I was this close to quoting Didion to a person whose English is so bad she thinks pizza is a verb when Chesty finally saved my dumb ass. “No, we ordered it,” she said, tickling my six-pack with a set of blood-red fingernails. “It’s the least we can do for our mover.”
Cool, huh? I don’t like sausage. They should’ve skipped the surprise and asked what toppings I wanted. Even still.
That’s not all they did for me. The next day the three of them showed up at my door—wearing clothes in the sense that a table wears a napkin, which seems to be their thing—and surprised me with 10 tubes of KY Jelly. Not as weird as it sounds: I’m in grad school studying the saponification of glycerin, a common ingredient in lotion. I had mentioned off-hand that funding for my section was so low I had to buy my own research material.
No, I have not tried to hook up with them. Chesty is engaged, Donnique has a serious boyfriend, and Alexica is single but intensely Christian. I routinely see her by the pool wearing a skimpy flesh colored bikini and a WWJD necklace, reading one of those Left Behind novels and sipping from a can of Four Loko. Does she have any idea how much cognitive dissonance that causes?

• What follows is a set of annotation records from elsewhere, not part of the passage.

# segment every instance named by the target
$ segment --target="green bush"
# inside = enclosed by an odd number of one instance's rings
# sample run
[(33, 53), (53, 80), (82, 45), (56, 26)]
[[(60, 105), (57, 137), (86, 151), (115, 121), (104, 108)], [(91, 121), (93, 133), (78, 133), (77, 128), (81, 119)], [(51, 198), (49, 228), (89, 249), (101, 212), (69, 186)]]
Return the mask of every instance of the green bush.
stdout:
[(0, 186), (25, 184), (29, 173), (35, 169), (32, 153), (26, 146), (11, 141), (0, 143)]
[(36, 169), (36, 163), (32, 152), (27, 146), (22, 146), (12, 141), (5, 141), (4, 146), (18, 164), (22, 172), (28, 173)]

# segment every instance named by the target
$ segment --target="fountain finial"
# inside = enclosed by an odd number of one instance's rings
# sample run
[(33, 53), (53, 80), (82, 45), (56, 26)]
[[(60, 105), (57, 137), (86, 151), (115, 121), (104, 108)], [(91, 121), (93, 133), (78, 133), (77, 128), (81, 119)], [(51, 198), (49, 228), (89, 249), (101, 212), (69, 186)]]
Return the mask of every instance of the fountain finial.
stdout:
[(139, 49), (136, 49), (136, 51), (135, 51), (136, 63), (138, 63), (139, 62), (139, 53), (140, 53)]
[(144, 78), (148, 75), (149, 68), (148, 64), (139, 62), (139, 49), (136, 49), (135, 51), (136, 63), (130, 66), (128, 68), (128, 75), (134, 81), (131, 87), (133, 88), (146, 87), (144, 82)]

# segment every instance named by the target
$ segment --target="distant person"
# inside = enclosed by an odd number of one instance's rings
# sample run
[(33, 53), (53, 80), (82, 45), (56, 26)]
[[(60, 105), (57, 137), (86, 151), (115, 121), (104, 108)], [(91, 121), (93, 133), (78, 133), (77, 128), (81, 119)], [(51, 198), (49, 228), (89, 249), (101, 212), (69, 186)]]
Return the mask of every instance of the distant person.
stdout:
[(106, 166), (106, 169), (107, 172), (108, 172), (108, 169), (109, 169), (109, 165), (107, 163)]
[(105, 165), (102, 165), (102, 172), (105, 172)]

Besides, I’m not exactly hurting for sex. I’m sleeping with two women right now, and they just “met” last weekend. Yes, the quotation marks mean we had a threesome. I thought it would be exciting when it finally happened to me, but it was awful. I had felt guilty after sex before. (Hasn’t everyone?) Well, this was the first time I felt guilty while it was going on.
It happened in silence, as if each of us were hiding from the other—or from ourselves. For 45 minutes, I went through the mechanical, joyless motions, thinking, “A threesome in an Applebee’s bathroom? How far have I fallen?” The experience left me so morally and spiritually depleted that I would rather not talk about it.